Beyond this, Rickenbacker even looked through all of the old production and purchasing records to make sure they were using original materials and specs. This has been a point of contention among vintage Ric fans since some of them believe that the reissues use the wrong gauge wire. However, CEO Hall is adamant that nothing other than # 44 wire has been used, although several different insulation materials and other wire coatings have been used through the years. The vintage buffs' ears aren't wrong and Mr. Hall's research isn't wrong so why is their a sonic difference?

Perhaps the flux strength of the alnico magnets is too strong (Seymour Duncan degausses alnico V slugs to get a darker, vintage tone) or maybe the pickups are simply overwound. However, there's more to simply correlating how a pickup will sound based on wire gauge and DC resistance. Joe Barden and some other well-known pickup makers have been educating players about what really makes a pickup sound the way it does. Joe says he doesn't even know the DC resistance of his pickups - he winds them to a specific inductance reading.

The problem with DC resistance according to most pickup makers is that all it tells you is the length of the wire. A pickup is an inductive device that generates AC signals and what's really important is the number of turns and the magnetic field - just like a transformer or choke. Given a fixed number of turns of the same gauge wire, the resistance will vary significantly depending on how the coil is wound (layered, scattered, or uneven handwinding), how much tension was applied during winding (tight coil vs. a loose coil), the type and thickness of the wire insulation, and the size of the bobbin. Regardless of the resistance reading, the same number of turns will very closely equal the same inductance reading provided the strength and shape of the magnetic field is constant.

Inductance readings of vintage versus reissue pickups will give a true benchmark. Unfortunately, it's not easy to measure inductance with a simple digital multimeter and no one would be silly enough to unwind a perfectly good vintage pickup just to count the number of windings. And that's where the pickup makers have an advantage -- they can dissect a dead vintage pickup and count the number of windings.
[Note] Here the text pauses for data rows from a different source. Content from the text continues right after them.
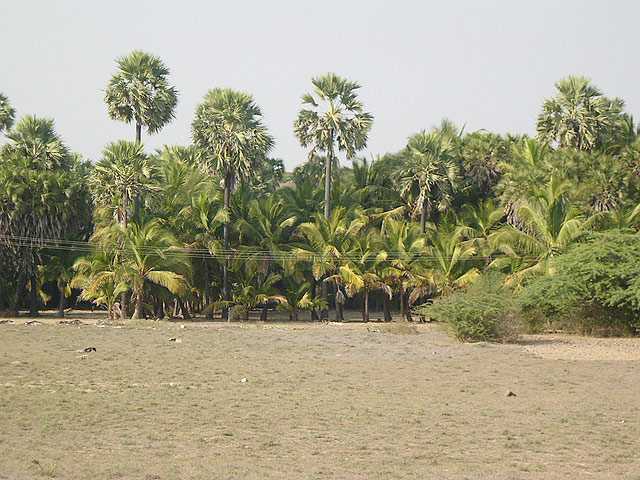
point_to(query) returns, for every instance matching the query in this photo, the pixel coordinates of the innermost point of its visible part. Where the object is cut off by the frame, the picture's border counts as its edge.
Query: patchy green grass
(319, 401)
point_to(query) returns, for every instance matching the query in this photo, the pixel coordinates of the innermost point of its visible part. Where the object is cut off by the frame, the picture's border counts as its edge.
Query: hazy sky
(489, 64)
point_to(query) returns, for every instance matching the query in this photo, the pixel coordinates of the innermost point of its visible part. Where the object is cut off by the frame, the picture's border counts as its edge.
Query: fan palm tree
(579, 116)
(428, 173)
(232, 140)
(36, 141)
(140, 93)
(334, 120)
(7, 113)
(43, 195)
(121, 174)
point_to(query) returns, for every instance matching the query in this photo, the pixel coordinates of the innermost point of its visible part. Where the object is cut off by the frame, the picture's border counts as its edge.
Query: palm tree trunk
(314, 313)
(61, 303)
(33, 298)
(136, 199)
(324, 315)
(225, 234)
(21, 283)
(137, 313)
(207, 287)
(425, 214)
(386, 308)
(185, 313)
(365, 311)
(338, 305)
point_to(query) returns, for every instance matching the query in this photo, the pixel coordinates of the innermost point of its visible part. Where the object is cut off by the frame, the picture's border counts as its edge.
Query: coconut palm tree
(405, 247)
(7, 113)
(327, 244)
(333, 121)
(140, 93)
(43, 196)
(579, 116)
(428, 173)
(448, 259)
(550, 223)
(231, 141)
(148, 255)
(99, 276)
(250, 292)
(361, 273)
(267, 231)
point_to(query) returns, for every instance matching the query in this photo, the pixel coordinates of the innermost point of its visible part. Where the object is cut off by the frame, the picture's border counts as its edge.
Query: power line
(239, 254)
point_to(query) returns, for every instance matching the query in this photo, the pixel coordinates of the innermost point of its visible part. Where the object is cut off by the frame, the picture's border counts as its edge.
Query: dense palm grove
(219, 228)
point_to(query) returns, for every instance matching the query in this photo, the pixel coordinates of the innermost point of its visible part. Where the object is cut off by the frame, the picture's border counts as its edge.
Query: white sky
(489, 64)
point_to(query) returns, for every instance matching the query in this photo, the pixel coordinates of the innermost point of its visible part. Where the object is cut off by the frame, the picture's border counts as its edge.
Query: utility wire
(240, 254)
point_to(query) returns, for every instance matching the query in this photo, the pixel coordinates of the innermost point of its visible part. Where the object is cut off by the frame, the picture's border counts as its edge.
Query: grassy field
(319, 401)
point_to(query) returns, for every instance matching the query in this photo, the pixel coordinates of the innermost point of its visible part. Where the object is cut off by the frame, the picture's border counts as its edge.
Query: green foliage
(140, 93)
(484, 312)
(7, 113)
(580, 117)
(594, 288)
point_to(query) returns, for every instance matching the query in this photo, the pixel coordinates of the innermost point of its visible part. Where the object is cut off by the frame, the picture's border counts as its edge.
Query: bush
(594, 289)
(485, 311)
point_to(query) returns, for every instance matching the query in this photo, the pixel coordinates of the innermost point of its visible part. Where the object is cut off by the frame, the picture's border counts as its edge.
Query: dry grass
(320, 401)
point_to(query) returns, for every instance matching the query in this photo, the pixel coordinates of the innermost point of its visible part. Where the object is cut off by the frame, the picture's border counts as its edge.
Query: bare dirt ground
(284, 400)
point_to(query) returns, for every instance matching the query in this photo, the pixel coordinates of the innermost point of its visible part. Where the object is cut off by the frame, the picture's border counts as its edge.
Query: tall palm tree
(232, 141)
(334, 120)
(7, 113)
(579, 116)
(140, 92)
(121, 174)
(428, 173)
(36, 141)
(43, 195)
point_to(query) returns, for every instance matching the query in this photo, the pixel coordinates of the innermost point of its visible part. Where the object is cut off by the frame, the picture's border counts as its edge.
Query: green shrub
(485, 311)
(594, 289)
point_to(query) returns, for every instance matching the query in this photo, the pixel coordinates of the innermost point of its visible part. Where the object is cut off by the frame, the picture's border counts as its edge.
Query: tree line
(218, 226)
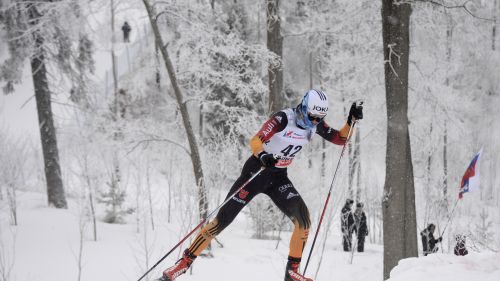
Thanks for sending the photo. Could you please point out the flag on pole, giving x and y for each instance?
(470, 180)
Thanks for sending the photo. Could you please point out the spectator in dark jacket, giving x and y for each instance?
(126, 32)
(428, 240)
(460, 249)
(347, 224)
(361, 226)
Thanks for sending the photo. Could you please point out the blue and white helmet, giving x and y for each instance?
(314, 106)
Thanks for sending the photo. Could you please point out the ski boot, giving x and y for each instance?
(180, 267)
(292, 272)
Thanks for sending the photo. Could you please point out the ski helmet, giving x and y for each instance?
(314, 106)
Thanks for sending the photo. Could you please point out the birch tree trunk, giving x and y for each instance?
(275, 45)
(398, 205)
(195, 155)
(55, 189)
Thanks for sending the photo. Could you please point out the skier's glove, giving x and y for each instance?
(267, 159)
(355, 112)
Perhaps that's one reason why their pickups sound so accurate.

To summarize: reissue guitars are generally not 100% accurate reproductions of the originals though some recent offerings (notably from Fender) come very close; manufacturing reissue pickups to sound exactly like originals is based on science, but is more of an art; most players like reissues just the way they are, but some strive to make the reissue more accurate in terms of looks and/or sound.

And the conclusions are: if you want true vintage tone, buy an original vintage guitar if you can afford it. If not, you can make a reissue more vintage sounding with aftermarket pickups or, in the case of Ric toaster pickups, an unwinding or rewinding procedure. Depending on the type of vintage tone you are searching for, you may have to use vintage style strings as well, and we'll look at strings next month.